As data scientists, we are all in this to pursue the objective truth, or close to it. Check your ethics with these bad data ethics examples.
You’ve probably come across this before:
A vendor skews a graph that compares their product with a competitor’s in the market.
A survey conveniently shows that most respondents unanimously agree on an issue.
A cosmetic company claims their new “miracle cream” has been “scientifically tested.”
While these examples may seem silly to some, misleading analysis is a genuine issue that often has profound consequences. Ethical concerns arise when data scientists don’t follow good practices when collecting, handling, presenting, and modeling data.
As an aspiring professional in data science, your personal viewpoint should not matter.
As data scientists, we are all in this to pursue the objective truth, or close to it. This is where data ethics comes in. We want to find out and discover things that improve our understanding of the world and the people around us, and to better predict our future.
This is not only a mantra: it’s a way of thinking that every data scientist should adopt if she or he is going to be successful in their role. Your personal subjective viewpoint can get in the way of being a good data scientist.
There’s a saying that your model is only as good as your data. This also means that any conclusions you make about certain groups of people or how the world works depends on whether good data ethics collection practices were used.
For example, you might come across a model that was based on “race” as being a heavily weighted predictor variable.
There are two issues with this:
First, the model just so happens to classify people of a certain race as all being high credit risk applicants for a home loan at a bank. However, when looking closer at the actual data, it’s apparent that most cases are from one racial group, with all these cases living in the same part of the city or location.
How different the results be if there was a more diverse random sample of cases, across all locations?
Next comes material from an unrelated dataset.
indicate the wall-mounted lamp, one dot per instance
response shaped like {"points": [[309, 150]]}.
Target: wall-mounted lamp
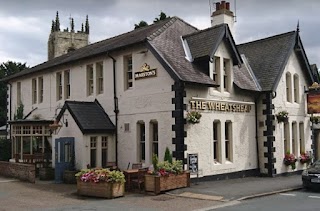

What if there were many cases of this racial group living in other locations with a good credit history that just didn’t make it into the dataset?
Also, when it comes to classification tasks, if there is extreme imbalance of classes in the dataset, the model will tend to correctly predict the majority class most of the time but will struggle to predict the under-represented classes.
Second, why did the bank decide to place such a heavy weight on the predictor variable “race”? Are the results different when race is not heavily weighted? Was this decision driven by a personal viewpoint, or was there a non-subjective reason behind placing a heavy weight on race?
It could be that the reason behind this decision is purely subjective and skews the results, therefore making any conclusions negligible.
Bad data ethics examples
Studies that make conclusions about crime rates among certain ethnic or socioeconomic status groups are another example where data ethics are a concern. Why is it that some studies only use data on certain cities and not others? Could it be that crime in these carefully selected cities are likely to falsely prove a subjective viewpoint and make wrong conclusions about a group overall?
What ever happened to the good old practice of getting a random sample across the entire population before you even thought about using the data to make conclusions about the entire group?
Consequently, deliberately excluding certain cases from the analysis, without any reason to believe the data is incorrect or inaccurate is a problem. Also, wrangling the data in a way to try and prove a viewpoint is another ethical deal breaker.
For example, let’s say you came across a statistical significance test that shows men and women math students are significantly different when it comes to learning mathematics. However, the test is based on all men included in the dataset, and all women excluding a few outliers, with some cases of women merged into one case with their computed average.
It’s important, because this could result in incorrectly rejecting the null hypothesis of there being no real difference in favor of the bogus claim that one gender is better at math than the other.
In conclusion, these examples of bad data ethics should be front of mind when collecting, cleaning, wrangling and modeling data, so that our conclusions are not based on false “truth.”‘
Finally, think about it this way: how would you feel if someone painted a misleading picture of you based on a subjective viewpoint and tried to label it as “fact”?
Big data brings big responsibilities. Data is changing the way we live our lives and do business. Here are 10 controversial data science experiments.
Data science is changing the game when it comes to manipulating data sets and visualizing big data. Knowing how to conduct a successful data science experiment while learning data science is critical for businesses if they want to effectively target and understand their customers. With these experiments, comes responsibility for understanding big data ethics.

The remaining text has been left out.